The Square Kilometer Array (SKA) telescope – The Square Kilometer Array telescope will revolutionize our understanding of the universe. This computer-generated image shows how some of its 3,000 dishes would look on site.
Each antenna dish will measure around 15 meters across. A dense cluster of dishes will sit in a "central core region" with others spread out over an area over at least 3,000 kilometers.

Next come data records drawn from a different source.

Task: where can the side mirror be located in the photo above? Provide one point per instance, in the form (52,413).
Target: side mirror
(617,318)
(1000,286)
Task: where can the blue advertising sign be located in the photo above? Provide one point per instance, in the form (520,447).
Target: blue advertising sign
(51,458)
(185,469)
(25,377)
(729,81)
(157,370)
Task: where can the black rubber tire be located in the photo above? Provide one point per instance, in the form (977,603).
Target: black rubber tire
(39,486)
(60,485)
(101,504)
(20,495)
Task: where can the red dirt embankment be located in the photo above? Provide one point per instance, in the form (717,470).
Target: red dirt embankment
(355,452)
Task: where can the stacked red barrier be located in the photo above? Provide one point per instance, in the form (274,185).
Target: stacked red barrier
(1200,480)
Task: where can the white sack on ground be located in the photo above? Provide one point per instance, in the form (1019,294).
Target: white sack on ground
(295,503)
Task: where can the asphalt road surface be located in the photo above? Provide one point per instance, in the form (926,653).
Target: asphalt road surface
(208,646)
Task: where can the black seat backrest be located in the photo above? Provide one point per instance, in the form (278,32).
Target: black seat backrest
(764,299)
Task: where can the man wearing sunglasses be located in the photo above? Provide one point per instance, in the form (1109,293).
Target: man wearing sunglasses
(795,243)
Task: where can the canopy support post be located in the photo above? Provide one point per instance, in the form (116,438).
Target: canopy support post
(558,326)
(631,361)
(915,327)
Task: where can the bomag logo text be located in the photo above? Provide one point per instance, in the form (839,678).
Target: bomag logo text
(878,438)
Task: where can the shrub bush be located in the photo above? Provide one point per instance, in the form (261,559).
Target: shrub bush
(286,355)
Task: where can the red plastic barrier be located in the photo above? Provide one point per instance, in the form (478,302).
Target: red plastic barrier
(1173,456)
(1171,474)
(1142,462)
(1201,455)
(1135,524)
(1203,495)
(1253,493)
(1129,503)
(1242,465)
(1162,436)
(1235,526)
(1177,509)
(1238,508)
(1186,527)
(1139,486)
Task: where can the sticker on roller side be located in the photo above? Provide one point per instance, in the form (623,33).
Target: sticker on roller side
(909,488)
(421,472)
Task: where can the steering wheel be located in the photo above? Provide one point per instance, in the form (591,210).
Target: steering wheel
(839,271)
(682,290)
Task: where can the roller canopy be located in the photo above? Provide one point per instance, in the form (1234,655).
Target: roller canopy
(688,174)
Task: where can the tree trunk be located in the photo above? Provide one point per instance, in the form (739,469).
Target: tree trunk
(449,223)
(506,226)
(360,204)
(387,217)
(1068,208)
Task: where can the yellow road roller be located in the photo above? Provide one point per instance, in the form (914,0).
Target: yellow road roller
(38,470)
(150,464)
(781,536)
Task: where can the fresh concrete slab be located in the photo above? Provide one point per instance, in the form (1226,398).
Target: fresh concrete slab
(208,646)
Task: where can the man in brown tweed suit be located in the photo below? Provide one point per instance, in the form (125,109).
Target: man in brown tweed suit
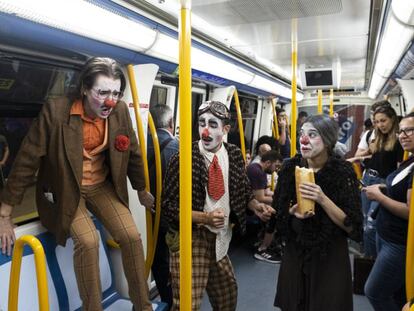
(84,149)
(217,205)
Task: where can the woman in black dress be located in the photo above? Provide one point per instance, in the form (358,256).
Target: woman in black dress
(315,274)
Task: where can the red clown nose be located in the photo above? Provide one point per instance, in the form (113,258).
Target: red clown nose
(304,140)
(205,133)
(109,103)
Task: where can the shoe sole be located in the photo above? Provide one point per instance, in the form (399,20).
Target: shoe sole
(259,257)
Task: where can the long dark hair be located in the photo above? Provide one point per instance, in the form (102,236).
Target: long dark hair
(385,141)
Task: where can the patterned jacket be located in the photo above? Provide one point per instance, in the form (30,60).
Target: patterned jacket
(239,187)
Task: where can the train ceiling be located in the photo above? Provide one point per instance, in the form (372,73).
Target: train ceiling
(330,32)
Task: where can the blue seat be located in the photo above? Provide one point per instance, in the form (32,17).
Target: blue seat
(63,290)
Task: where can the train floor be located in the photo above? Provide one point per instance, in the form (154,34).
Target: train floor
(257,281)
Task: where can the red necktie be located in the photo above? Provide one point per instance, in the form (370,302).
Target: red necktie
(215,180)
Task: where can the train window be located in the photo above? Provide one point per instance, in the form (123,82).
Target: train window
(158,96)
(24,86)
(248,107)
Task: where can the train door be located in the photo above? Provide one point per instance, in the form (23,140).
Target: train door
(26,82)
(249,108)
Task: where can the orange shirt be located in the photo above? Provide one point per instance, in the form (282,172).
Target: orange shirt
(95,141)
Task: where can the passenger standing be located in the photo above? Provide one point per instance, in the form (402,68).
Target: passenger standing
(302,115)
(4,155)
(315,273)
(262,149)
(269,163)
(83,150)
(382,157)
(221,192)
(163,120)
(284,140)
(385,287)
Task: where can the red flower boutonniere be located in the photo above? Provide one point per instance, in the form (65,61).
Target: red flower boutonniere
(121,143)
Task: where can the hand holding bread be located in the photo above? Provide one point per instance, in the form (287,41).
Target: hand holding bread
(304,176)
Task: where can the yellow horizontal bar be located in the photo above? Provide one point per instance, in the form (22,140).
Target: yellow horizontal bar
(40,264)
(25,217)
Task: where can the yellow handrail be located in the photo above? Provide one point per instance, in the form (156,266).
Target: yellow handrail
(41,277)
(320,111)
(276,136)
(406,155)
(140,130)
(240,122)
(275,120)
(158,172)
(357,170)
(294,86)
(184,67)
(409,265)
(331,103)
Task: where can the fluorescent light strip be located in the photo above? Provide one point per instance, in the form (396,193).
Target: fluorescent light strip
(85,19)
(394,42)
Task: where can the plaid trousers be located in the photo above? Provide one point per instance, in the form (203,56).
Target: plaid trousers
(103,202)
(216,277)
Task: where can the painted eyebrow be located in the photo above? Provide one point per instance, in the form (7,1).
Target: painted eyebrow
(212,122)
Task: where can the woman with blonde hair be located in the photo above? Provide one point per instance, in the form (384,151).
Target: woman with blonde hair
(383,155)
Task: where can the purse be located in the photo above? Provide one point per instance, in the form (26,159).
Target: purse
(362,269)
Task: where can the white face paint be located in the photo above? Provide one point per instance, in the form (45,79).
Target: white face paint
(211,130)
(311,143)
(94,102)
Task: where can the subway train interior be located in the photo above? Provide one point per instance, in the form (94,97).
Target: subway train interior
(335,57)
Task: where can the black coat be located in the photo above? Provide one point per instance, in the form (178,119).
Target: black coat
(315,273)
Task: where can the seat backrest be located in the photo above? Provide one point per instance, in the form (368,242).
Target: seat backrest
(28,293)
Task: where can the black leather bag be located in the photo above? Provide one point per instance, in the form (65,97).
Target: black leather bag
(362,268)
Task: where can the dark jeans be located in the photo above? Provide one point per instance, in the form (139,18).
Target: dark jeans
(161,269)
(385,287)
(369,207)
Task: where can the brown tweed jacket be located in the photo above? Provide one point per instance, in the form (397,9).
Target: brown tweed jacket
(239,187)
(54,148)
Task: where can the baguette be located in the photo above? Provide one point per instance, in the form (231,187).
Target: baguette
(303,174)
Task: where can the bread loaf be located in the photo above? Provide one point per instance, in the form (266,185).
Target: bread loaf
(303,174)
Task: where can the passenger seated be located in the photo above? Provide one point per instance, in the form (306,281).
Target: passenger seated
(269,163)
(84,148)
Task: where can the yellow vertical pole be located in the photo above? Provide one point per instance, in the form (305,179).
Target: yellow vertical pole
(158,185)
(185,155)
(41,277)
(409,262)
(319,101)
(275,121)
(331,103)
(240,121)
(140,130)
(293,114)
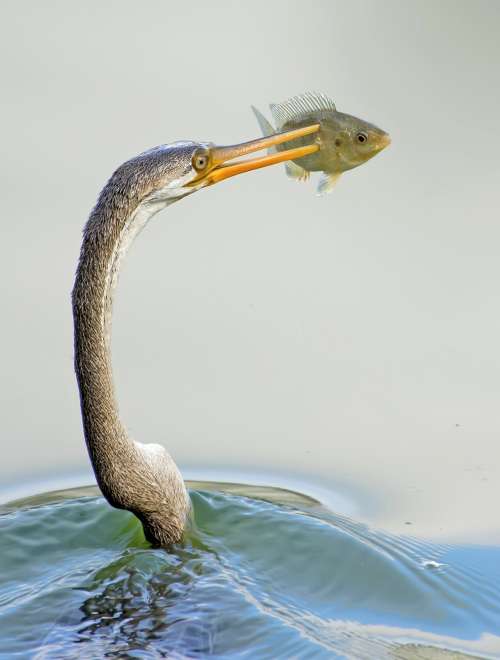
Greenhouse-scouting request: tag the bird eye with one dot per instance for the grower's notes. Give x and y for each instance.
(200, 160)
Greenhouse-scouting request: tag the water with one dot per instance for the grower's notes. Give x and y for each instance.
(262, 573)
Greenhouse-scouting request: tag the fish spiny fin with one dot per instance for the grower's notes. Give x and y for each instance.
(299, 106)
(265, 127)
(296, 172)
(328, 182)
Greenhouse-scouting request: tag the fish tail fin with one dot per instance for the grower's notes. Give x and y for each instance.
(265, 127)
(327, 182)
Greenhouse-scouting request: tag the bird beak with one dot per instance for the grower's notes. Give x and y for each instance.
(221, 170)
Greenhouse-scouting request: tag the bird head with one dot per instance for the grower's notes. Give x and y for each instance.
(172, 171)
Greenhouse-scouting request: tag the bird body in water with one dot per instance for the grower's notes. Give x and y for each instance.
(141, 478)
(345, 141)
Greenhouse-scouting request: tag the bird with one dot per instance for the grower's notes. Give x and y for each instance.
(142, 478)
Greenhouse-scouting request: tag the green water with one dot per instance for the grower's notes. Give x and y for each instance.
(262, 573)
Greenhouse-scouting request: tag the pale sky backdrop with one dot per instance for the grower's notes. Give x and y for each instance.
(346, 345)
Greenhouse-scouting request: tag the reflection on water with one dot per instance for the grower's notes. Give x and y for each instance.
(262, 573)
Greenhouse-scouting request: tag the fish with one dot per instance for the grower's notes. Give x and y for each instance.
(344, 141)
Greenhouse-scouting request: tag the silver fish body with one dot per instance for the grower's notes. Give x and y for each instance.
(345, 141)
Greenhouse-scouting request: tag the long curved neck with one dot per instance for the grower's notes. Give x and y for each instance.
(119, 215)
(107, 235)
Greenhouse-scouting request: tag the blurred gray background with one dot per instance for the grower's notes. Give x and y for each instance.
(348, 343)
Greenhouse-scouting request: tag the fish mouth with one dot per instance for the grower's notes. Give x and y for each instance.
(219, 168)
(383, 141)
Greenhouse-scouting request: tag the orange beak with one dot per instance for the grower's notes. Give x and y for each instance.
(220, 170)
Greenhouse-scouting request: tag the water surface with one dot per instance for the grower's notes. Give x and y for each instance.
(262, 573)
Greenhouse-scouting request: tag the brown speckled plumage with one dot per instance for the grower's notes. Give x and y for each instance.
(141, 478)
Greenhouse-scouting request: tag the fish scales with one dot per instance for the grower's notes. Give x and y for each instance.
(345, 141)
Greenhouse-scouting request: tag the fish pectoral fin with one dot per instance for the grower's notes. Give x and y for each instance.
(328, 182)
(265, 127)
(296, 172)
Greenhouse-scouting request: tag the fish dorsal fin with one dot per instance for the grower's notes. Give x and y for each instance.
(299, 106)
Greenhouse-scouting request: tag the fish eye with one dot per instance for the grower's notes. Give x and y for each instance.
(200, 160)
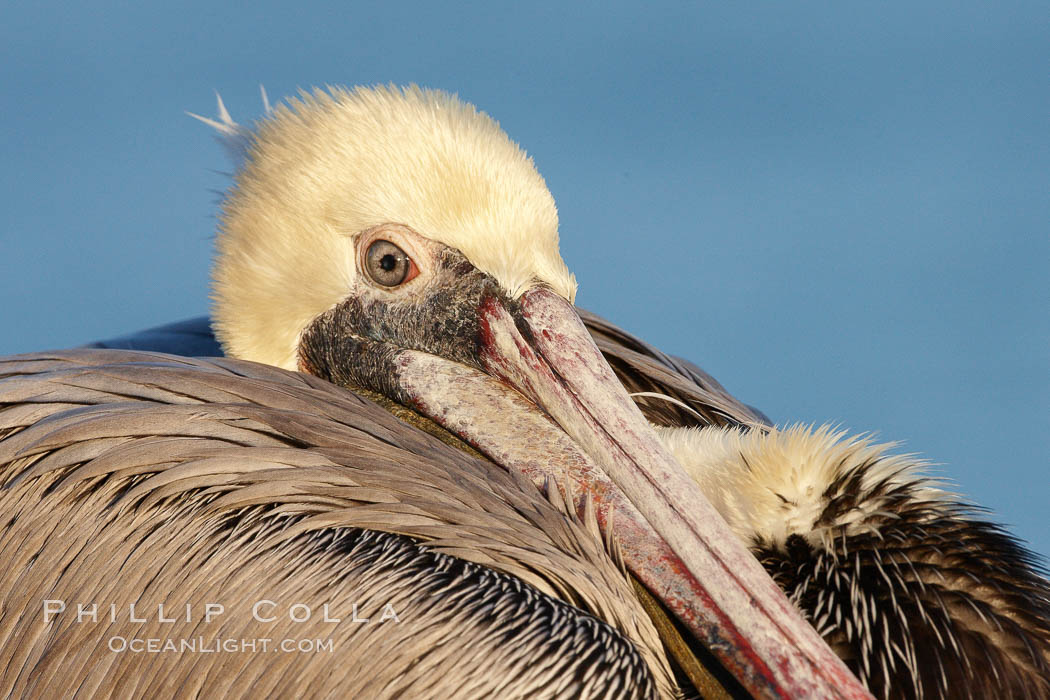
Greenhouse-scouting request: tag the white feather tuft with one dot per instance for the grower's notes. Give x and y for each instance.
(236, 140)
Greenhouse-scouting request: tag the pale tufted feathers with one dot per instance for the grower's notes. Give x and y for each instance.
(329, 165)
(770, 485)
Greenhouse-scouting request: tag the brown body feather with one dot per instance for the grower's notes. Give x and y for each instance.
(142, 479)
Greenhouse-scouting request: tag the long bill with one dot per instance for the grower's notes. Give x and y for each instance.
(676, 544)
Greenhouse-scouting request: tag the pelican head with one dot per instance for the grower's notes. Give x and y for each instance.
(322, 170)
(397, 241)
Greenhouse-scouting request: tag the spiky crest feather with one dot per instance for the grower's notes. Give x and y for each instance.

Radio telescopes explore the universe by radio-frequency radiation.
In addition to 3,000 dishes there will be two sets of aperture array antennas -- dense (pictured in this CGI) and sparse -- which will pick up lower frequencies.
This is how the sparse aperture array might look in situ.
The dishes and aperture arrays will be arranged into "five spiral arms" which will stretch out ever more sparsely over a massive area.
The creation of the SKA telescope -- expected to be fully operational by 2024 -- will provide answers to questions about how the universe has expanded, how stars and black holes form and possibly detect signals from extra terrestrials.
Two sites are in the running to play permanent host to the SKA telescope. The Australia/New Zealand bid will be based in Western Australia with a sparse antenna array extending over 5,000 kilometers into New Zealand.
A SKA telescope located in South Africa would be located in the Karoo region of the Northern Cape with antenna stations dotted all over the continent.